Time to buy or keep clear?
The country is not facing a balance sheet or budget crisis, but is already in an investment crisis. The economy is also looking at a long period of growth stagnation. But arguably the current value of the ruble and the rating of Russian sovereign debt and the equity market more than fully discounts all of that. In fact, the current valuations not only reflect the current problems, but anticipate a much worse situation to come. Is this a time to buy?
One factor in favour of that argument is that Russia has always been a country to buy when the reasons not to become so overwhelming that to do so would be akin to throwing a dice on a roulette wheel. This was the case in late 1998 and early 1999, and again in January 2009 when the RTS Index fell to 498 before doubling over the following three months. Between July 2008 and June 2009, the ruble fell 60% against the dollar as oil collapsed and the economic indicators were stuck in a downward spiral. The ruble then rallied 20% over the second half of that year as oil started to rally.
Is it different this time? There are good and bad differences this time. The good difference is that the CBR has stopped burning through reserves, while the weaker ruble has protected the budget, the spending power of sovereign savings and has helped provide a boost to domestic industries as imports become more expensive. It means that there is no default threat this time and the economy can avoid a big growth decline as happened in 2009.
The bad difference is that the oil price decline is only Strike 3 and the other two problems remain serious and unresolved.

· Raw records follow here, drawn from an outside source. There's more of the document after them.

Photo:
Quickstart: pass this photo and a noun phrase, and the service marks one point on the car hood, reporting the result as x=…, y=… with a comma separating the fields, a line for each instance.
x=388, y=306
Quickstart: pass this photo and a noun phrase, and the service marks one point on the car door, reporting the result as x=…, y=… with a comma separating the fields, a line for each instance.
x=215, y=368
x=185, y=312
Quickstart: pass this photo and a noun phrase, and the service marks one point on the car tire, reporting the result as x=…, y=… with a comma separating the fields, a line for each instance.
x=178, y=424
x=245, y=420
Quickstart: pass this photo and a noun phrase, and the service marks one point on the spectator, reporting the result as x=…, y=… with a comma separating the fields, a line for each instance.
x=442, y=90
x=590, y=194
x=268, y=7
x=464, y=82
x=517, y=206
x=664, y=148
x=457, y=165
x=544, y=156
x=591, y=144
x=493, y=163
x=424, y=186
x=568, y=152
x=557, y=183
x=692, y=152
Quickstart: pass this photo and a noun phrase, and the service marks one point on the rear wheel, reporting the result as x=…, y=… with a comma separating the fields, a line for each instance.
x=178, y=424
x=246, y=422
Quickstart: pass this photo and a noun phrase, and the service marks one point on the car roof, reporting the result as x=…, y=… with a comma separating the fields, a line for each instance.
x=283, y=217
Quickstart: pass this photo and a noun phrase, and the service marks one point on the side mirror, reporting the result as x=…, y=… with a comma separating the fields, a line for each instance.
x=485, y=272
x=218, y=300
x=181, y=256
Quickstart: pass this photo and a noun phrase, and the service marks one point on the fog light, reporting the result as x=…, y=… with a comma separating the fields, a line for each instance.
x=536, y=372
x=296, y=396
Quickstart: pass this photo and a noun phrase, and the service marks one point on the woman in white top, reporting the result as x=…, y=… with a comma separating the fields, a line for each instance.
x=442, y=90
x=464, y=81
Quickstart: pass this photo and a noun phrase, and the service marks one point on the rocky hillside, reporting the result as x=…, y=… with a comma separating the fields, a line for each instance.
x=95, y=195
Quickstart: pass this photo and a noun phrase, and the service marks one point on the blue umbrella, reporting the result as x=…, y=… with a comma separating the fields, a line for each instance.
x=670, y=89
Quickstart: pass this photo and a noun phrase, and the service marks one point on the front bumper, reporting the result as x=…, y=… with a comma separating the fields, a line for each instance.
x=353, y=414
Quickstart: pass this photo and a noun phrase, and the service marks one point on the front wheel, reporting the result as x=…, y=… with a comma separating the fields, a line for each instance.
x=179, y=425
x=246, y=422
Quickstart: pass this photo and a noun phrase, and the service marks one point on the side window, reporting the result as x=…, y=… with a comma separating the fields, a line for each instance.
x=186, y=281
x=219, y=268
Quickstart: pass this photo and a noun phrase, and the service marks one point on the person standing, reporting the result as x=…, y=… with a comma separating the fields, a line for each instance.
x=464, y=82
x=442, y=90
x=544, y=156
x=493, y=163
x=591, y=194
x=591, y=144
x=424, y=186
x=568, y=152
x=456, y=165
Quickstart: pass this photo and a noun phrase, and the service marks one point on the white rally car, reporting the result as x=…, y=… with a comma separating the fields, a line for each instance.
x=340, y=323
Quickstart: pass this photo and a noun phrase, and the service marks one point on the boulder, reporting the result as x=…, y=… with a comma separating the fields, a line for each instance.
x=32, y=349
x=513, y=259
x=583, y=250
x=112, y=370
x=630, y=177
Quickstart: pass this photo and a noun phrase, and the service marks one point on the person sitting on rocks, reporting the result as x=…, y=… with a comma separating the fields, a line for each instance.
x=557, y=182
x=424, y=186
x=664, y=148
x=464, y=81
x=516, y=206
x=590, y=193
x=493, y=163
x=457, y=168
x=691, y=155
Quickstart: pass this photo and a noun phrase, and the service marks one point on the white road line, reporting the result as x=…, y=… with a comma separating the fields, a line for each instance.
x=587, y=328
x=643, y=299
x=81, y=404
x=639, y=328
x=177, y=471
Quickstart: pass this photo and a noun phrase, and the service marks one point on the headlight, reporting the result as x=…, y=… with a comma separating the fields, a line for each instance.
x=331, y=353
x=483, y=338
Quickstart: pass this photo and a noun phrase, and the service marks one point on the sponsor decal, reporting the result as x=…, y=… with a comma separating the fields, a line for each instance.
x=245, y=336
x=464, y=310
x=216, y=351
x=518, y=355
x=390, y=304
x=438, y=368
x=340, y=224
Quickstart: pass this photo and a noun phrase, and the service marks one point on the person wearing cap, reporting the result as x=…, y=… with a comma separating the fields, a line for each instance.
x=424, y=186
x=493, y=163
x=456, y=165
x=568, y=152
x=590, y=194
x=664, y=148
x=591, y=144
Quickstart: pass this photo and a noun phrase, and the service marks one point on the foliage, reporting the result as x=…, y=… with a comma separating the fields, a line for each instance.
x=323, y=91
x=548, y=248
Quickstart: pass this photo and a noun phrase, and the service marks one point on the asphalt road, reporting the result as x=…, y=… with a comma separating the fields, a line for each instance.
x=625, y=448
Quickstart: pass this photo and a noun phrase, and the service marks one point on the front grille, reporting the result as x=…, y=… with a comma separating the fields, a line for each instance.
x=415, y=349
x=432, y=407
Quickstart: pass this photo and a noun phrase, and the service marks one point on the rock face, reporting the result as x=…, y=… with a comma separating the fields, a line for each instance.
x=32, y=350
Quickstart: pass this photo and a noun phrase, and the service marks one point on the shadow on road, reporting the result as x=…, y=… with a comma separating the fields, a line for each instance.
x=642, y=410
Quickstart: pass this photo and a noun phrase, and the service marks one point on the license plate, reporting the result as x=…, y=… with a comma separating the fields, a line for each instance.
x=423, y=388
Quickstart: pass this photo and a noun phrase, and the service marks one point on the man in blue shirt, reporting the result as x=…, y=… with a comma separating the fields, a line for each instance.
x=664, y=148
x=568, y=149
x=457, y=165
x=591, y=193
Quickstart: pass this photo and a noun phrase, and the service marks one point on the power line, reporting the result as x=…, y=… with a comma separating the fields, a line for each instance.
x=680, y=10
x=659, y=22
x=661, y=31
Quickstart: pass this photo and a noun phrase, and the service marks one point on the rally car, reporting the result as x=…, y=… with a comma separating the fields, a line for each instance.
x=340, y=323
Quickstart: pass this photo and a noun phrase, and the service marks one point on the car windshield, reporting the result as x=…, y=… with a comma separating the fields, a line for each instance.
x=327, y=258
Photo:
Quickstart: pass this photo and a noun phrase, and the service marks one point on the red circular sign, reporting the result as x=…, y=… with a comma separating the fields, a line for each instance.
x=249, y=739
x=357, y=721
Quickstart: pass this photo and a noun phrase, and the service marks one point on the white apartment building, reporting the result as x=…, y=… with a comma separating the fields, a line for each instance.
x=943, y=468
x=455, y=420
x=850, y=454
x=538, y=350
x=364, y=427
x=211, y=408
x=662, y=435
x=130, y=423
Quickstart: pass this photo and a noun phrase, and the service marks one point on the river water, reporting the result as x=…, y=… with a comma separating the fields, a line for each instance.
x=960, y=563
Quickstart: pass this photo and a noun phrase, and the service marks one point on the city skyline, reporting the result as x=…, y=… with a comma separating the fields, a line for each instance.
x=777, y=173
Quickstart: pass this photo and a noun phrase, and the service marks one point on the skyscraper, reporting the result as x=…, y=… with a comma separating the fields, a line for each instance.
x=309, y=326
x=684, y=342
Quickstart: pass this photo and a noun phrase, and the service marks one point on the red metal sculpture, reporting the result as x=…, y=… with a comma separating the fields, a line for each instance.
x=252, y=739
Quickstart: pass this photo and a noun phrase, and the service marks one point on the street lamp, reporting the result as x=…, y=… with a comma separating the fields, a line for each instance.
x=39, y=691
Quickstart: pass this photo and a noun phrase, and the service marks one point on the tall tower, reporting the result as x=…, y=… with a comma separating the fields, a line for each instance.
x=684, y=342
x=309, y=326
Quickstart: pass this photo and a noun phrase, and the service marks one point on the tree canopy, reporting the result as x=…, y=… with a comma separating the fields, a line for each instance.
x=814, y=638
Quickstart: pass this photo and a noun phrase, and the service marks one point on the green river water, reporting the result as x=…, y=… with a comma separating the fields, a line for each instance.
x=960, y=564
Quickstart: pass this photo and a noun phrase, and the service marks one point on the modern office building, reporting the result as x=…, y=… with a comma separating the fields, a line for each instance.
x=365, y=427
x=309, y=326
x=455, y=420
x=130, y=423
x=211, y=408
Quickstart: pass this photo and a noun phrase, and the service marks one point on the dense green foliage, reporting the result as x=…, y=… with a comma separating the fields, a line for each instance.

The political backdrop, in particular, adds a very unpredictable factor to this crisis and that is almost enough in isolation to keep the risk premium high and investors wary of otherwise cheap valuations.
Inevitably, after such a major collapse in the ruble and in the oil price there will be a trading opportunity from the increased volatility. But for the start of a steady rally three events need to occur;
Oil price: The price of Brent needs to find a floor at least, before investors will return to Russia and allow the risk premium to shrink. The good news is that the Opec producers are in just a tough position and pressure will increase within the organisation to agree some supply cuts over the winter months. The major Opec producers, led by Saudi Arabia, were unable to get a broad consensus from the other member states to pro-rata cut production to balance the market. But all Opec countries now have a much higher oil price requirement to balance their respective budgets, so there is a more limited time period that they can live with the current, or lower, oil price. Some states, especially Venezuela, are in a particularly precarious position and may soon be a much more serious economic and social disruption which, in turn, may lead to a decline in oil output.
East Ukraine: So long as the newsflow from and concerning the region stays bad, investors will worry both about the continuing impact of sanctions on the economy and liquidity, plus the threat of even tougher sanctions to come. The best news for investors would be an agreement between all parties to return to the Minsk talks. That would be a buy signal for Russia risk
Policy response: The Kremlin is increasingly faced with two choices – either turn to greater isolationism from the West or to more aggressively push reforms in an effort to counteract the negative events of this year, and also to address the reasons for the slowdown evident from early 2013.
President Vladimir Putin is scheduled to make a major policy speech on December 4 and his annual press Q&A is set for December 18. We hope for some clearer guidance on which way he is leaning at either or both of those events. These are the two events to which investors should pay greatest attention in deciding whether to throw the dice or wait.